NHS trusts will usually have their digital health programmes overseen by a Chief Clinical Information Officer (CCIO). Whether in the NHS or the private sector, there are many roles involved in digital health; software engineering, data science, clinical advisors, population health, hardware implementation, product management, design (e.g. product, user interface and user experience design disciplines), mobile application and web development, administration, operations, personnel, legal, marketing, finance and many others. As a clinician, you can bring valuable insights and experience to any of these roles.
Where to start?
Just as there are many roles in the digital health space, there are many places to start, depending on your areas of interest and experience. If you have a product idea, you can find or launch a startup and begin the process of making a product and bringing it into the healthcare market! Some agencies can help advise on business and regulatory aspects of this, not least the medical device regulator, the Medicines and Healthcare Products Regulatory Agency (MHRA). You can also look for jobs on LinkedIn. Other social media services are available too. Unfortunately, there are no formal undergraduate education or speciality training programs in this emerging discipline in the UK, at least yet. There are several courses offered nationally that cover different aspects of Clinical Informatics.
In the NHS, there are forums on various topics (including for clinicians who code) at Digital Health Networks. There are the NHS PyCom and NHS-R communities, focused on applications written in the Python and R programming languages.
If you are interested in digital health, you can contribute in many ways or start developing your knowledge and skills.
The British Computer Society Health and Care Group (formerly the Faculty of Clinical Informatics) has developed a Core Competency Framework to guide clinicians in developing their knowledge and skills in the field of clinical informatics. There is also the Federation for Informatics Professionals in Health and Social Care (FEDIP).

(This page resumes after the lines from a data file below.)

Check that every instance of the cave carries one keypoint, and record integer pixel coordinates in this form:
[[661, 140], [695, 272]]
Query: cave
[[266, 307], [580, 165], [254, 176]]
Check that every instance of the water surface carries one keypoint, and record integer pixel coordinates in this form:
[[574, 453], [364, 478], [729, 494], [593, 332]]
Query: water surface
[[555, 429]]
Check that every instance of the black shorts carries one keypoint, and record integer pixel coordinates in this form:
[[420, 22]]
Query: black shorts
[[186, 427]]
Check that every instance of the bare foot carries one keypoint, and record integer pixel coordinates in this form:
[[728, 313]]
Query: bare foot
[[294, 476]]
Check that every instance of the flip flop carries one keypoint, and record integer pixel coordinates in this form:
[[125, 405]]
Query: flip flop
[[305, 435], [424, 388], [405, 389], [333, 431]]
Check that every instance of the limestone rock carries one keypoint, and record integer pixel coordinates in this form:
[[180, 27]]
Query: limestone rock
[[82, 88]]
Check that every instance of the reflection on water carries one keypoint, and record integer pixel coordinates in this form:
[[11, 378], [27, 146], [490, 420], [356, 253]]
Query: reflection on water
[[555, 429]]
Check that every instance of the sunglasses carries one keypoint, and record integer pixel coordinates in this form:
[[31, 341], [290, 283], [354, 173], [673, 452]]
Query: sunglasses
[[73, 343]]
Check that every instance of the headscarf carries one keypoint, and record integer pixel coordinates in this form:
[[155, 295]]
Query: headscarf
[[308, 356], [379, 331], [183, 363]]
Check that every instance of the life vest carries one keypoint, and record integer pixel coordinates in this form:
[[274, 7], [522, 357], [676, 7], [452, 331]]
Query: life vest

Learning to code can be a great start in clinical informatics. This opens doors to data science, machine learning and application development. There are many resources online. Let’s Do Digital has many resources, including interactive courses and an annual conference. Watch out for the “Essentials of Health Informatics” handbook that Let’s Do Digital will deliver in early 2025, just like your Oxford handbook, but for clinical informatics and online, free and always up to date.
In collaboration with Let’s Do Digital, Mind the Bleep is hosting a webinar on Introduction to Health Informatics on 27th November. Register now at MedAll.
Wrapping Up
As healthcare rapidly evolves, digital health and clinical informatics are becoming essential elements of the medical landscape. By integrating advanced technologies and data-driven insights into everyday clinical work, these fields are enhancing patient care, improving efficiency, and creating new opportunities for healthcare professionals like you.
For medical students, you’ll have a head start if you begin exploring these areas now. Soon, you could be contributing to an exciting new smart device, writing code for electronic health record software, analysing data for the National Diabetes Audit or designing a new portable paediatric ventilator!
Digital health touches every aspect of healthcare planning and provision and offers diverse career paths that complement traditional medical roles. As you continue your journey in medicine, embracing digital health will equip you to deliver better care and position you at the forefront of digital transformation. The future of medicine is digital, and now is the perfect time to be a part of it.